Kendall Kramer

The final day of the World University Games was like a storybook ending for UAF teammates Mariel Pulles and Kendall Kramer.

The two Nanooks were eager to finish strong, as both skiers had at least four races under their belt, including preliminary rounds.

Kramer, a Fairbanks native, had valid showings after placing 11th in the 5K individual pursuit and 12th in the 5K individual classic while skiing a leg on the 10th-place 3x5K relay and the 12th-place mixed team sprint.

But the Nanook was hungry for more.

The West Valley grad led her fifth and final event — the 15K freestyle — for most of the way before Pulles (Estonia) closed the 10-second gap within the last kilometer.

The two gritted it out in the final stretch until Pulles extended her ski to win by a boot length, claiming victory by 0.4 seconds over Kramer.

The pair were 11.7 seconds ahead of third-place Xeniya Shalygina of Kazakhstan.

“It was really, really cool,” said Kramer in a press release. “I think that I felt really good going into the second lap and I was just going faster on the hills — I had a good time out there.”

Pulles, who was initially dubbed the ‘dark horse’ became a UAF and Estonian hero.

The 2021 Olympian had a modest start to the games, taking 14th as a part of the mixed team sprint. She moved through the rounds in the sprint freestyle, skyrocketing her to Estonia’s first-ever winter gold medal at the World University Games.

“I felt amazing,” said Pulles after the race. “I had dreamed about it before my season started, and now I just managed to do it.”

Pulles continued the momentum, collecting a pair of silver medals in the 5K individual pursuit and 5K individual classic.

Standing atop the podium one final time with Kramer, the pair cemented themselves into history as World University medalists.

UAA, the in-state rival, also collected a few medals to take home to the forty-ninth state.

Astrid Stav celebrated a second-place showing in the 3x5K relay with her Norwegian teammates, narrowly placing behind the winners from Finland. Stav also placed 12th and 13th in the 5km pursuit and individual classic.
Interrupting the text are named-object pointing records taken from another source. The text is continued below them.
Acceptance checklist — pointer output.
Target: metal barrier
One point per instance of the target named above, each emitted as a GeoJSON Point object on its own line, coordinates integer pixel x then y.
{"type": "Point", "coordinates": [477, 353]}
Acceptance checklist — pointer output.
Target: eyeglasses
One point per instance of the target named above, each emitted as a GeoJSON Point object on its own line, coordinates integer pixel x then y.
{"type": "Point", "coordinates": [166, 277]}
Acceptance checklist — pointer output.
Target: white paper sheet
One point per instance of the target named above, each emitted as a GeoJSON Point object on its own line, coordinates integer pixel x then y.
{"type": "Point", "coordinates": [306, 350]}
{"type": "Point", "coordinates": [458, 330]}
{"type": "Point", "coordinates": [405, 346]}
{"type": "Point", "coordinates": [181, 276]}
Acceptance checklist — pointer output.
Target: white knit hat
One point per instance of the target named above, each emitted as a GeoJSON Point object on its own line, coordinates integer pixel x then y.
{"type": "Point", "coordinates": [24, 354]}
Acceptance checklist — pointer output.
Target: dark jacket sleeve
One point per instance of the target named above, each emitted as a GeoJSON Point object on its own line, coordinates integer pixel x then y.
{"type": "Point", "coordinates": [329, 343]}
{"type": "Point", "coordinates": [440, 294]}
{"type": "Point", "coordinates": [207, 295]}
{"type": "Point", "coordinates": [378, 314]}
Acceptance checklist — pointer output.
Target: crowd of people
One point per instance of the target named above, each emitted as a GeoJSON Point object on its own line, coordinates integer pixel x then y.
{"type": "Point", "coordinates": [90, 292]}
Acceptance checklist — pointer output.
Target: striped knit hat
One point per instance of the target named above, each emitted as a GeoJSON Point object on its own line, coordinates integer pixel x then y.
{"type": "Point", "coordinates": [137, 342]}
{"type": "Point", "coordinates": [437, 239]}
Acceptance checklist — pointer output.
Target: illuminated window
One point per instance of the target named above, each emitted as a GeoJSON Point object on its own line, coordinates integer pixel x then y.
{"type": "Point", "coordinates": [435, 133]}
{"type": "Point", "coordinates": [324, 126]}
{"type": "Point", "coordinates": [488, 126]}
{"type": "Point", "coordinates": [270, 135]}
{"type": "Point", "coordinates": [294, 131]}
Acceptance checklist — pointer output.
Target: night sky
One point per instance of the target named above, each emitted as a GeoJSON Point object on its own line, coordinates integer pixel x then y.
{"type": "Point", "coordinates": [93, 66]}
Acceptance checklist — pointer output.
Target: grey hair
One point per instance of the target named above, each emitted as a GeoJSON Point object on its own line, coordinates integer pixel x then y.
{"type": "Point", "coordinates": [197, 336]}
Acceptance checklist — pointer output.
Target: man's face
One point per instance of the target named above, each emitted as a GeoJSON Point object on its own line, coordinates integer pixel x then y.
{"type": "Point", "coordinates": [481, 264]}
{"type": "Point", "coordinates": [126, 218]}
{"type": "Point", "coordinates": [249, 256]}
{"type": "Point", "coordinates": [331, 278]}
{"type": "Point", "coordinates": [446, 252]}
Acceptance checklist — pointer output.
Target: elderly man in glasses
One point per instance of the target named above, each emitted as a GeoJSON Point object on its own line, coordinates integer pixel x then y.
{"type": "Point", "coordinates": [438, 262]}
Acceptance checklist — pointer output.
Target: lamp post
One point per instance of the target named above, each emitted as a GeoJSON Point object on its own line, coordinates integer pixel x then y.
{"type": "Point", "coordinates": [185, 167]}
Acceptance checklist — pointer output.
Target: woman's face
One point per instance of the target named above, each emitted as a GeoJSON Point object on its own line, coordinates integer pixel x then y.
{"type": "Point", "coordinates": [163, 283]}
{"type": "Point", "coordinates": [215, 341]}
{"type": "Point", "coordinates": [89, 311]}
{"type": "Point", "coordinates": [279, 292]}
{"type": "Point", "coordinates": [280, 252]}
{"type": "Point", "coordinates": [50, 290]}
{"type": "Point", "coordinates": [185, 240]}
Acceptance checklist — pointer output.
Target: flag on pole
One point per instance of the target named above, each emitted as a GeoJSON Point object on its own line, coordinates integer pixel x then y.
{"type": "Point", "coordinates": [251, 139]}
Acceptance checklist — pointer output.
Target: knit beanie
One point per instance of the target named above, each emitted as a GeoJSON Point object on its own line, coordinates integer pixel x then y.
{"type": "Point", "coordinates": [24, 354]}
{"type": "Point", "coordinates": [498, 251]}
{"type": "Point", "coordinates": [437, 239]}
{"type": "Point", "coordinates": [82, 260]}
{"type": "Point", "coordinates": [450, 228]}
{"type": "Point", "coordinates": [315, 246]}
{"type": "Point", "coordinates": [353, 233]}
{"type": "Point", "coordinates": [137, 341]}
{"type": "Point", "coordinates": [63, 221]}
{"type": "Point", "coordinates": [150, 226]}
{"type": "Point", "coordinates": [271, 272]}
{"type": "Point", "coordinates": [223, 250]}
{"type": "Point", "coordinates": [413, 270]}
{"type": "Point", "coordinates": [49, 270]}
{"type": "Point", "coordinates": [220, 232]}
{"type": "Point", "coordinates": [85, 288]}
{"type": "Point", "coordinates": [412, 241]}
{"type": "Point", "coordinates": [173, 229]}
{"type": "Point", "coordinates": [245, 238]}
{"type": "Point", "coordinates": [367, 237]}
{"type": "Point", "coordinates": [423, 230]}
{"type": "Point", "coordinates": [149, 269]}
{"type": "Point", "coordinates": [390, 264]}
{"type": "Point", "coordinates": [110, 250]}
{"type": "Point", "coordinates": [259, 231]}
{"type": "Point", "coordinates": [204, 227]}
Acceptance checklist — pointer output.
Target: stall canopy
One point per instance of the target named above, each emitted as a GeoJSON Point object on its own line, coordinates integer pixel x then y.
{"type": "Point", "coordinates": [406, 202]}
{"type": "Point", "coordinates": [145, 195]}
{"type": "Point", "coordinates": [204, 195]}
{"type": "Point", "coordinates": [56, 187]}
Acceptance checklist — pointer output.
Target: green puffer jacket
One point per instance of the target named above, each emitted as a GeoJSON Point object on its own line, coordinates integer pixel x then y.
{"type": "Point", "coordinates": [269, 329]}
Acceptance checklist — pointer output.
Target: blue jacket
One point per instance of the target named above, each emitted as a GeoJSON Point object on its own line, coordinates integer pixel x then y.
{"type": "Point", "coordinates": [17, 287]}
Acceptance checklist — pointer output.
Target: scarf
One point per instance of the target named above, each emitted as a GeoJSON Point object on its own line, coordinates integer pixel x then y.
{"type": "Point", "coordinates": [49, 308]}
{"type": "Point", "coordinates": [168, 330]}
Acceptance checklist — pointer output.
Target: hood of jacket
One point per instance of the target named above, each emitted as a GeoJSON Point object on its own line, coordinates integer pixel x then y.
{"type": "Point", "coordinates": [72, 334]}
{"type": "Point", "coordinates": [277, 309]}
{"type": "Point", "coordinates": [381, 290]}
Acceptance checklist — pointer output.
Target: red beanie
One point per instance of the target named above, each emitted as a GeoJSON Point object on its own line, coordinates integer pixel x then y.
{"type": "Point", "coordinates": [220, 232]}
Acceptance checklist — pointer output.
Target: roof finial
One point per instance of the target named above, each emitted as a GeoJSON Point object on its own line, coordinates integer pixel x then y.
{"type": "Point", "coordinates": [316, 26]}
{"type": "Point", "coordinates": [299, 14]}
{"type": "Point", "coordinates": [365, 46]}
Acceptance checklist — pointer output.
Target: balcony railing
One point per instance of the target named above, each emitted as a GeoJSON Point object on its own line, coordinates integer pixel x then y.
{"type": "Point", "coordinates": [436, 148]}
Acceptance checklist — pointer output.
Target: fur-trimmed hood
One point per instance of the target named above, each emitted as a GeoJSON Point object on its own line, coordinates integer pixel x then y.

On the slopes, Norway’s Carmen Nielssen took silver in the women’s Super-G, after cruising to a speedy first run and closing well on the second run to finish 0.47 seconds behind the winner. Teammate Ainsley Proffitt of Missouri finished 21st.

Both Nielssen and Proffitt finished in the top 10 for the Alpine combined events, placing sixth and seventh overall.

Canada’s Caeden Carruthers led the UAA men in the Super-G, tying for 10th, while Austria’s Jan Ronner was the top Seawolf in the giant slalom (14th), Alpine combined (16th), and slalom (27th).

Hunter Eid

Anchorage’s Hunter Eid’s highest finish came in the giant slalom and alpine combined, placing 29th in each. The South High grad finished 35th in the Super-G and 36th in the slalom.

The 4×7.5K men’s relay included APU’s Garrett Butts and Anchorage’s Alexander Maurer.

Butts led off, followed by Vermont’s Finn Sweet and Gregory Burt, where the early position jockeyed between second and eighth. Maurer, who attends Colorado University, maintained the position, helping the relay finish fifth in the 13-team field.

“I think the coolest part about the relay is that this way my first race to represent the Stars and Stripes,” said Butts. “Doing that in a relay was really fun.”

Alexander Maurer

Butts added a sixth place in the 30K freestyle, finishing just 17 seconds behind winner John Steel Hagenbuch of Dartmouth College.

Maurer, a Service High grad, finished 22nd in the 30K freestyle, 27th in the 10km freestyle and 36th in the 10K classic.

Minnesota Mankato’s Anne O’Hara, a West Valley Grad, represented the Alaska contingent in curling, winning eight out of nine matches with her U.S. National Team teammates in the round-robin tournament. In the semifinals, the team was narrowly beaten by China, before winning over Great Britain in the bronze medal game.